Aggressività, pulsione da riequilibrare

Aggressivit

Sia l’aggressività che la sessualità sono problemi
che, nonostante qualche superficiale apparenza, l’uomo odierno ha
fortemente represso.

Normalmente metabolizzati, questi impulsi primari trovano naturale
espressione nella vita dell’individuo. Quando invece la
canalizzazione di queste energie incontra un ostacolo, si sviluppa
a livello fisico un equivalente simbolico del problema
profondo.

All’origine di ogni malattia infatti, si trova sempre una tensione
psichica non risolta. Il corpo o, meglio, l’anima della persona
cerca di comunicare il suo disagio proprio attraverso il linguaggio
simbolico di cui dispone, che è quello della malattia;
pertanto la guarigione, per rendersi stabile oltre che manifestarsi
attraverso la scomparsa dei sintomi, deve passare comunque
attraverso la comprensione di questo messaggio.

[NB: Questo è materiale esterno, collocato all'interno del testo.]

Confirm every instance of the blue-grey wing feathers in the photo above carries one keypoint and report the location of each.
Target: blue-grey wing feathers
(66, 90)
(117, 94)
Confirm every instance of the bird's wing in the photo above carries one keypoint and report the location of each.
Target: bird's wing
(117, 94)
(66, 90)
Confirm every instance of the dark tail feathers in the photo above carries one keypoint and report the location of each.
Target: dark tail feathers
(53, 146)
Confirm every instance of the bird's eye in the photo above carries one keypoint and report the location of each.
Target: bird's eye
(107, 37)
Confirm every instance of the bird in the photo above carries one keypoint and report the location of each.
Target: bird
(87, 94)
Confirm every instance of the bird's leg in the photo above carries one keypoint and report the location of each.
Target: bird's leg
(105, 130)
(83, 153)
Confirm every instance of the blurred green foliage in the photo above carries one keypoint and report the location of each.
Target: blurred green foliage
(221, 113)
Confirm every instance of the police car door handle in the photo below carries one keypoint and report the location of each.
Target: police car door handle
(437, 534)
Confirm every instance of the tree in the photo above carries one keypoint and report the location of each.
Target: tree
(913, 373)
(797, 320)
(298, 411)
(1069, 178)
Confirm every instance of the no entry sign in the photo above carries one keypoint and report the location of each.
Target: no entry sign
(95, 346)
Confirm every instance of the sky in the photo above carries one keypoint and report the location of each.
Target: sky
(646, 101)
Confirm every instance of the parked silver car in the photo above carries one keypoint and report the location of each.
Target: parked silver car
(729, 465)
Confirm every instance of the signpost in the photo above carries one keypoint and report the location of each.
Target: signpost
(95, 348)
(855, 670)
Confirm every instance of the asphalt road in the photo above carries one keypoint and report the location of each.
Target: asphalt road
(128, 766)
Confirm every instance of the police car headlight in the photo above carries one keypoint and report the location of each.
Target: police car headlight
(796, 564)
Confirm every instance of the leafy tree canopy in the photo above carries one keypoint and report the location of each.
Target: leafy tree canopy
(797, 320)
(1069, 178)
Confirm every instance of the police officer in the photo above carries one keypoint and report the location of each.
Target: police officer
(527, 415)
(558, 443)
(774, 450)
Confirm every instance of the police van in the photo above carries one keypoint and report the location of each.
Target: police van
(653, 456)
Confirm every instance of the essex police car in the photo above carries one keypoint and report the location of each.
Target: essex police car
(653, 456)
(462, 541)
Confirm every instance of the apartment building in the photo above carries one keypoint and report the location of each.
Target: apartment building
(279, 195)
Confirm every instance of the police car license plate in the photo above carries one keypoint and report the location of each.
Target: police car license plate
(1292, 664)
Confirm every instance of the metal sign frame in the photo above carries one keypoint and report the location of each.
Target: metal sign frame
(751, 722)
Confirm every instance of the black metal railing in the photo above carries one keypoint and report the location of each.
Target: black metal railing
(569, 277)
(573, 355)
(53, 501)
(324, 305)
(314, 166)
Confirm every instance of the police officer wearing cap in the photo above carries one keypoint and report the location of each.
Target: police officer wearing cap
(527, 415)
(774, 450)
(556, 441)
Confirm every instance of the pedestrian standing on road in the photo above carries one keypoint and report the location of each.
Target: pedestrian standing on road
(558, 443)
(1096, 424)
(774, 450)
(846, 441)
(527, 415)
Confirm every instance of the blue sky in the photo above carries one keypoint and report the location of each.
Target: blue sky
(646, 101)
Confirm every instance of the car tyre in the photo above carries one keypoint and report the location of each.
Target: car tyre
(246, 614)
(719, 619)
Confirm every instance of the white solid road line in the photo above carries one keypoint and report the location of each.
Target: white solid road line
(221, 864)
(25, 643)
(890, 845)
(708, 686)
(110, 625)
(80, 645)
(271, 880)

Come la sessualità, anche l’aggressività appartiene
al patrimonio emozionale che la psiche deve esprimere con naturale
fluidità. E non necessariamente la sua estrinsecazione deve
passare attraverso manifestazioni violente o comunque
potenzialmente lesive nei confronti dell’oggetto cui sono
rivolte.
Molte volte, anche solo il riconoscere l’emozione ne permette la
comunicazione e, di conseguenza, la sua liberazione. Il problema
nasce quando questa non è riconosciuta e rimane quindi
“bloccata”.

Tuttavia, sia la mancanza di aggressività che una sua
incontrollata esplosione sono sintomi del fatto che questa emozione
viene repressa. Si tratta di fasi diverse di un medesimo processo.
Solo quando l’aggressività non viene percepita come un
sentimento negativo e quindi da reprimere, essa può
manifestarsi con relativa naturalezza e fluidità e la
persona ne risulta anche più facilmente consapevole. La sua
energia può di conseguenza venire utilizzata in senso
positivo, canalizzata proprio dalla stessa consapevolezza.

Numerosissime malattie trovano le loro radici proprio nel non
riconoscimento e nel soffocamento di queste pulsioni. Non solo le
malattie psicosomatiche, ma anche molte di quelle cosiddette
idiopatiche, o di non riconosciuta origine, sono da riportare a
questo tipo di problematica psichica. Problemi della pelle, dai
più gravi come la psoriasi alle semplici dermatiti, problemi
del sistema digerente, della bocca e dei denti, ma anche tante
depressioni e problematiche psichiche di vario genere dovrebbero
sempre indagare questa sfera della personalità.